Gluten-Free Kitchen Safety Tips
When you or a family member eats gluten free, a safe kitchen is a must. A completely gluten-free kitchen certainly makes shopping and meal planning and preparation easier, and you don’t have to worry about cross-contamination issues, but it’s not always practical for families whose members are not all required to eat gluten free. If you do have a kitchen that stocks foods containing gluten, you’ll be fine; just follow these tips to keep everyone safe.
Wash your hands frequently.
Washing your hands will help prevent cross-contamination of both food and utensils.
Thoroughly clean dishes, counters, and cooking surfaces.
Nonstick pans are easier to clean with little to no food residue left behind. Avoid porous cutting boards, such as wood and bamboo, which are hard to clean and have nooks and crannies where gluten can adhere. Single-use paper towels are best for cleaning up any spills or crumbs and drying hands because fabric dish towels can hold onto gluten-containing crumbs.
Clean kitchen drawers often.
Clean drawers often, especially silverware drawers because they are susceptible to crumbs. You may want to purchase a separate set of cooking and baking tools—perhaps in a different color or brand—to use exclusively for gluten-free meals. Store them in a separate drawer or container so they don’t get confused with regular utensils.
Buy separate containers of popular items like peanut butter and jams, and label one container as gluten-free to avoid confusion. You wouldn’t want someone making a peanut butter and jelly sandwich to stick the wheat crumb–coated knife back in the peanut butter or jelly, making the rest of the jar unsafe for a gluten-free family member. To help avoid this, buy squeeze bottles of condiments when possible to help keep contaminated utensils from coming in contact with the condiment.

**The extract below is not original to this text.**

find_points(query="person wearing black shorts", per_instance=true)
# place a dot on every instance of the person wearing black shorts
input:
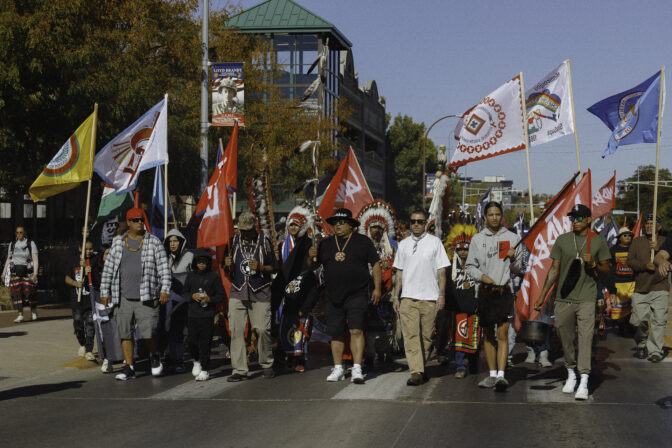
(346, 257)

Store gluten-free foods separately.
Store foods separately, and clearly label them gluten-free. You can color-code the packages and containers with stickers or designate a pantry shelf or area in the refrigerator for only gluten-free items.
Invest in extra appliances.
Invest in an extra colander, sifter, toaster, toaster oven, and other kitchen appliances and utensils that can be difficult to clean. Label them for gluten-free use only.
Prepare gluten-free meals first.
If you’re making two meals—one containing gluten and one without—it’s best to prepare the gluten-free version first to prevent contamination of work surfaces, cutting boards, and cooking utensils.
Do one thing at a time.
Don’t prepare gluten-free meals at the same time you are preparing gluten-containing meals; it’s too easy to get confused, and you are more likely to cross-contaminate. Focus on one thing at a time.
Do not reuse cooking water if you previously used it for an item containing gluten, such as pasta, or fry regular and gluten-free foods in the same oil.